El círculo, que comenzó en el principio del placer
anterior a la vida (evolucionismo materialista), con la quietud absoluta, se
cierra en el mismo punto: en la materia inorgánica. Así, la ansiada
«reconciliación» del hombre con la naturaleza permanecería una vez traspasado
el umbral de la muerte.
Como síntesis del contenido de la obra pueden señalarse estos puntos esenciales: concepción materialista de la realidad, y del hombre como «parte» de ella. Concepción dialéctica de esa misma realidad, buscando la superación de los antagonismos y negatividades que el hombre encuentra, mediante su plena inserción en el movimiento del Eros: el hombre «es» (se hace) en la medida en que su actividad, transida de Eros, concilia el binomio necesidad‑satisfacción sensible; actividad que no admite reposo porque, «alcanzando su objetivo (la satisfacción sensible), lo trasciende a la búsqueda de una satisfacción más plena» (p. 168). El origen del movimiento dialéctico. radica en la escisión del principio del placer (que busca y aúna necesidad‑satisfacción sensible) y principio de la realidad (entendido como lo limitante o impeditivo de la satisfacción sensible). Si «ser es lucha por el placer» (p. 101), y la «esencia» del hombre, su «hacerse» se reduce por tanto a la satisfacción de lo instintivo, aquella «lucha se convierte en 'meta' de la existencia humana» (p. 101). Habría que decir que se convierte en la única meta humana; una meta sin fin, puesto que toda satisfacción alcanzada ―siempre en el plano de lo sensible― despierta una nueva búsqueda de satisfacción que no podrá aquietarse, porque falta el Bien absoluto, Dios, que habiendo creado al hombre como ser espiritual y habiéndolo elevado al orden de la gracia, hace que cualesquiera otras metas fuera de El resulten para el hombre radicalmente insuficientes; y mucho más, si esas metas se reducen a la esfera de lo meramente sensible.
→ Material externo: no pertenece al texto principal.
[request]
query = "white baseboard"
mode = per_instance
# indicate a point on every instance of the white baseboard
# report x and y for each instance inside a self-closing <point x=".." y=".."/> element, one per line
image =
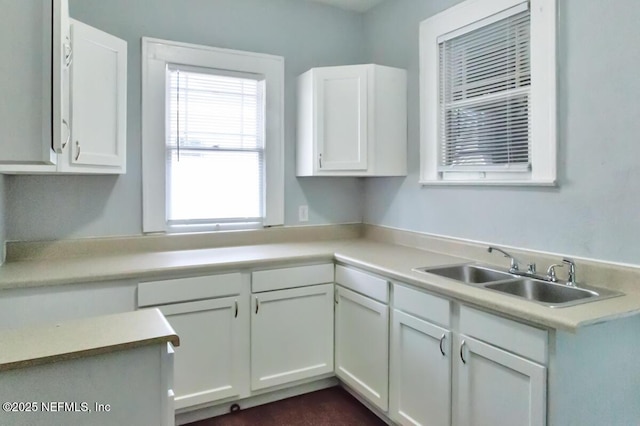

Las ideas contenidas en este libro fueron presentadas
por primera vez al público en una serie de conferencias que, en el curso 1950‑51,
pronunció Marcuse en la Washington School of Psychiatry.
Lo más destacable de la obra es, tal vez, el empeño de rigor sistemático con que va
abordando ―sin lograr una solución satisfactoria― los problemas que
le plantea una civilización del Eros para que no se reduzca a pura utopía.
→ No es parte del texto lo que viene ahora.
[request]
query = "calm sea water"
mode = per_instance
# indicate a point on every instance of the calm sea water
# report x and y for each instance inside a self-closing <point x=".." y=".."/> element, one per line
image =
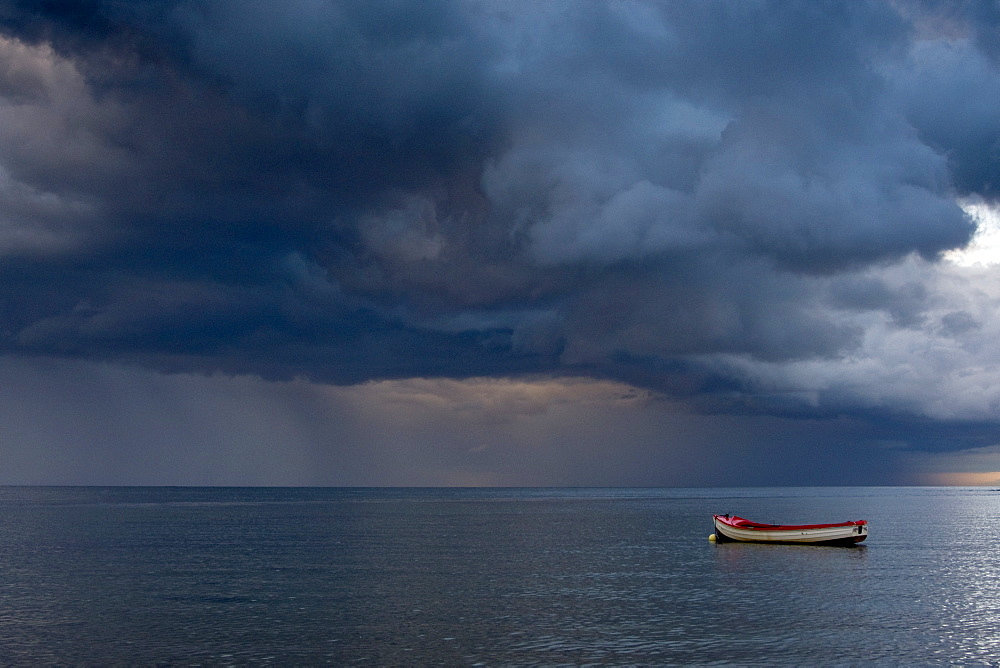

Tiene de original la peculiar interpretación que da a
las teorías de Freud; esto hace que el libro sea un continuo referirse a textos
de escritos freudianos, cuya exégesis va proporcionando a Marcuse
argumentaciones en apoyo de su propia teoría. Si se exceptúan las conclusiones
freudianas ―antes señaladas― incompatibles con la tesis capital de Eros
y civilización, todos los restantes elementos de la psicología de Freud
vienen aceptados sin más, como hechos incuestionables, dogmáticos, que
reflejarían la auténtica imagen del hombre.
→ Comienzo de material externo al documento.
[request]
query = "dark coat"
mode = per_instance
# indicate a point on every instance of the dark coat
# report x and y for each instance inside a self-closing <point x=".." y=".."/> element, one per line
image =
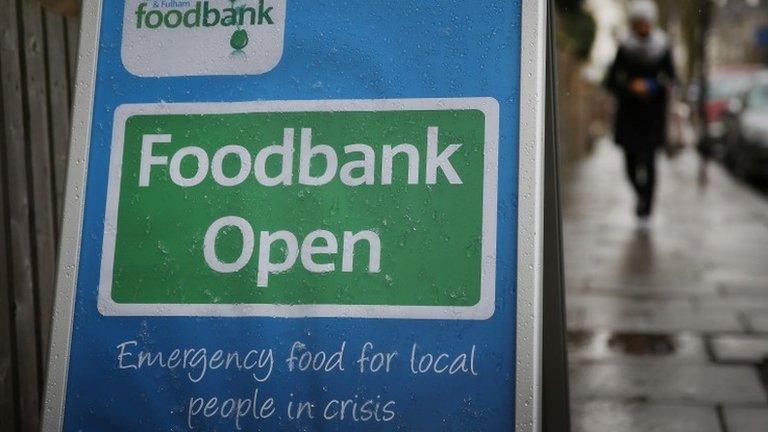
<point x="641" y="122"/>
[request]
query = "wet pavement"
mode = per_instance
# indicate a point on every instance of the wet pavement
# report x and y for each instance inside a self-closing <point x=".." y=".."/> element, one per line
<point x="668" y="327"/>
Interesa advertir que ha sido el propio Freud quien calificó de dogmáticos los pilares de su teoría; Jung reproduce en sus Memorias estas palabras de Freud: «Mi querido Jung: Prométame que no abandonará jamás la teoría sexual. Esto es lo más importante de todo... Nosotros debemos hacer de ella un dogma, un baluarte inexpugnable» (Carl G. Jung, Erinnerungen, Traüme, Gedanken, Jaffé, Zürich, 1962, p. 154 y ss.). Y en 1914 escribía que «la teoría de la represión es la piedra angular sobre la que descansa todo el edificio del psicoanálisis» (Zur Geschichte der psychoanalytischen Bewegung, Gesamm. Werke, X). Las palabras de Freud a Jung parecen haber encontrado cierto eco en la teoría de Marcuse.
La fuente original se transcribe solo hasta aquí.